La recente indagine condotta dall'Unione degli Universitari (UDU) sulla situazione del diritto allo studio universitario in Italia, ha ripercorso l'aspetto economico e legislativo di allocazione delle risorse e evidenziato numerose criticità e i limiti presenti nel sistema. La legge 338/2000 ha rappresentato un passo importante, stabilendo le basi normative per finanziare e realizzare alloggi e residenze per gli studenti universitari attraverso un bando aperto a enti pubblici e soggetti privati no-profit.


Nonostante il successo dei bandi, la normativa ha mostrato alcune lacune. Prima del IV bando, il cofinanziamento massimo era del 50%, una percentuale che ha ridotto la partecipazione degli atenei con minor flessibilità di bilancio. Inoltre, la scarsa partecipazione delle Regioni e le tempistiche lunghe per l'emanazione delle graduatorie e la realizzazione delle residenze hanno rappresentato ulteriori ostacoli. Le risorse stanziate nei cinque bandi istituiti sono state limitate, non rispondendo adeguatamente alla domanda.


Come si legge nel documento, nonostante il picco numerico dei posti letto destinati al diritto allo studio realizzato nel 2018 pari a 43.136 alloggi, da allora in avanti, il numero si è andato drasticamente riducendo arrivando ai 40.069 del 2022.

La Legge 338/2000 ha portato ad oggi alla realizzazione di circa 15.000 posti, un numero che non è cresciuto di pari passo con il numero di posti per DSU. Questo perché diverse residenze pubbliche sono state chiuse a causa della mancanza di investimenti per la manutenzione.

A differenza di altri paesi europei che hanno fatto della residenzialità studentesca pubblica un punto di forza, come la Francia, l'Italia continua a fare scelte inadeguate in materia. Gli studenti fuori sede sono costretti spesso e volentieri a rivolgersi al mercato privato delle locazioni o alle residenze finanziate da fondi pubblici, ma cedute ai privati a prezzi poco accessibili.


Secondo un report della Cassa Depositi e Prestiti, attualmente ci sono circa 830.000 studenti universitari che studiano lontano dalla propria residenza, ma i posti letto in residenze pubbliche ammontano solo a 40.000, una cifra irrisoria che non soddisfa il fabbisogno. La distribuzione dei posti letto in Italia evidenzia la carenza strutturale su tutto il territorio nazionale rispetto al numero di iscritti negli atenei presenti nelle diverse regioni.
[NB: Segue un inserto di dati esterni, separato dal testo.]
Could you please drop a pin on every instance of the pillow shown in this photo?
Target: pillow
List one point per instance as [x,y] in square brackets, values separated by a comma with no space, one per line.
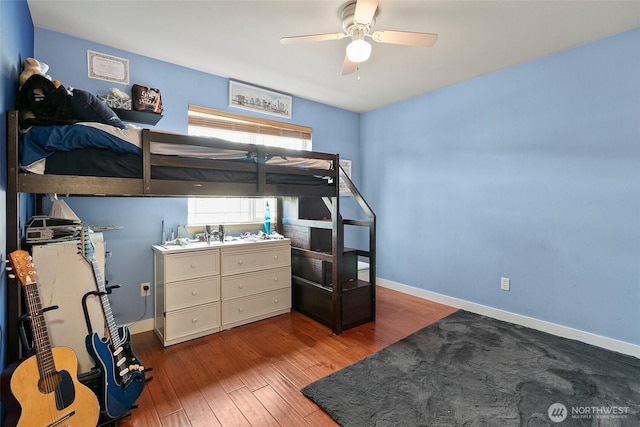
[88,108]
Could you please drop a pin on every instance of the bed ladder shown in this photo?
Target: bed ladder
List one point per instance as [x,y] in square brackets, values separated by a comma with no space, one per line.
[326,282]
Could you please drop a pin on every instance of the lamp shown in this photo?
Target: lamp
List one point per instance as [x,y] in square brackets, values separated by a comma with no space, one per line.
[359,50]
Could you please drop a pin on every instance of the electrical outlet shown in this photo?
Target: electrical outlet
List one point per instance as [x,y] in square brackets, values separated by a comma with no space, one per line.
[145,289]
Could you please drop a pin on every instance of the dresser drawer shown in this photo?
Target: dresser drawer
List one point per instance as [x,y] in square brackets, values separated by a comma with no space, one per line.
[192,292]
[252,283]
[191,265]
[192,321]
[256,306]
[241,261]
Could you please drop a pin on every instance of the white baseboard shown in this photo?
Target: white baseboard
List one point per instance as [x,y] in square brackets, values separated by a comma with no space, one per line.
[530,322]
[140,326]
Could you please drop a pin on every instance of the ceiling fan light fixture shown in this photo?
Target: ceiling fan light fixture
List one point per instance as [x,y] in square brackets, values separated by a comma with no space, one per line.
[359,50]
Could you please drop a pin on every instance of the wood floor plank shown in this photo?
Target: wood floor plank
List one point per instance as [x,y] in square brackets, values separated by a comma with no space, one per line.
[288,391]
[252,409]
[279,408]
[252,375]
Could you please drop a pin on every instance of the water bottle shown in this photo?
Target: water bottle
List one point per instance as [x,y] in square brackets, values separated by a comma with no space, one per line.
[267,220]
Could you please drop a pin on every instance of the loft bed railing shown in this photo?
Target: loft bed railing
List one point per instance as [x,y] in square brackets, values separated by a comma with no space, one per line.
[343,304]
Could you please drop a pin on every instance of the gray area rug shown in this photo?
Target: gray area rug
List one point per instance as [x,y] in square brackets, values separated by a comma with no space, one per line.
[472,370]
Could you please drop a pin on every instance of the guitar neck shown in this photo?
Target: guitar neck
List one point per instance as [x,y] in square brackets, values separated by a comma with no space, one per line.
[106,305]
[42,344]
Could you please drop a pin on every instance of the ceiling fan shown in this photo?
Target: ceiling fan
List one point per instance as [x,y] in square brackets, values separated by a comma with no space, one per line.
[358,18]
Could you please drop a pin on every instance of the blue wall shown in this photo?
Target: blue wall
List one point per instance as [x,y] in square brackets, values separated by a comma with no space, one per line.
[531,173]
[16,43]
[334,130]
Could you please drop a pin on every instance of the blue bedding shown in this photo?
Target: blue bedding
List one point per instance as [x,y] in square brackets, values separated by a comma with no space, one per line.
[39,142]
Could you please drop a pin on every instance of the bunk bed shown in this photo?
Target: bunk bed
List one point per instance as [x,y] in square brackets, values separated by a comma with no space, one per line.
[162,164]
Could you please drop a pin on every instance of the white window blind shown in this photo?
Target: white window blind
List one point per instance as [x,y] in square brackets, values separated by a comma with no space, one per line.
[246,129]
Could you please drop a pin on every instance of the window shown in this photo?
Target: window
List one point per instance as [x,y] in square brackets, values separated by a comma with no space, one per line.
[235,127]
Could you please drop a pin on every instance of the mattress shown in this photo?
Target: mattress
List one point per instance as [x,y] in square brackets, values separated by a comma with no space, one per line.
[94,149]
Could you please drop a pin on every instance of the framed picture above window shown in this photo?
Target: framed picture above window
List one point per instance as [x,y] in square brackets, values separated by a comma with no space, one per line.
[254,98]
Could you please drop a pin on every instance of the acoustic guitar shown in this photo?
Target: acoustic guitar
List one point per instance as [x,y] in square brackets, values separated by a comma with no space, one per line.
[122,375]
[46,385]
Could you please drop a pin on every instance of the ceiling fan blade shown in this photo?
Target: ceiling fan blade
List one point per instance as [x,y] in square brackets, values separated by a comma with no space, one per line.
[348,67]
[405,38]
[311,38]
[365,11]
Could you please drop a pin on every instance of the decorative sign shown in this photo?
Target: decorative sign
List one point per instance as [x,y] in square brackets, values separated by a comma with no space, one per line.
[107,67]
[257,99]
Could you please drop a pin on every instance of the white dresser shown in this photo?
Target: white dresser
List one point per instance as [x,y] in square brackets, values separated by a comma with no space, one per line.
[201,289]
[256,281]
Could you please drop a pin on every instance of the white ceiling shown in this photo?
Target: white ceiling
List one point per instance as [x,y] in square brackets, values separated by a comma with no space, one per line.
[239,39]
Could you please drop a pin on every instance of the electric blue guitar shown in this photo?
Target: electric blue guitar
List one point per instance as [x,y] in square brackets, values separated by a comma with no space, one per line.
[122,374]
Il Piano Nazionale di Ripresa e Resilienza (PNRR) ha introdotto nuove misure per affrontare questa situazione. Il testo approvato il 13/07/2021 prevedeva uno stanziamento di 960 milioni di euro al fine di raggiungere oltre 100.000 posti letto entro il 2026. La riforma 1.7 del PNRR mira a incentivare la realizzazione di nuove strutture di edilizia universitaria da parte dei soggetti privati, con il supporto finanziario del Ministero dell'Università e della Ricerca (MUR) per i primi tre anni di gestione, evidenziando la necessaria realizzazione di posti letto ex-novo, ma senza tracciare indicazioni chiare riguardo alle modalità con cui il mercato dovrebbe favorire l'accesso agli alloggi.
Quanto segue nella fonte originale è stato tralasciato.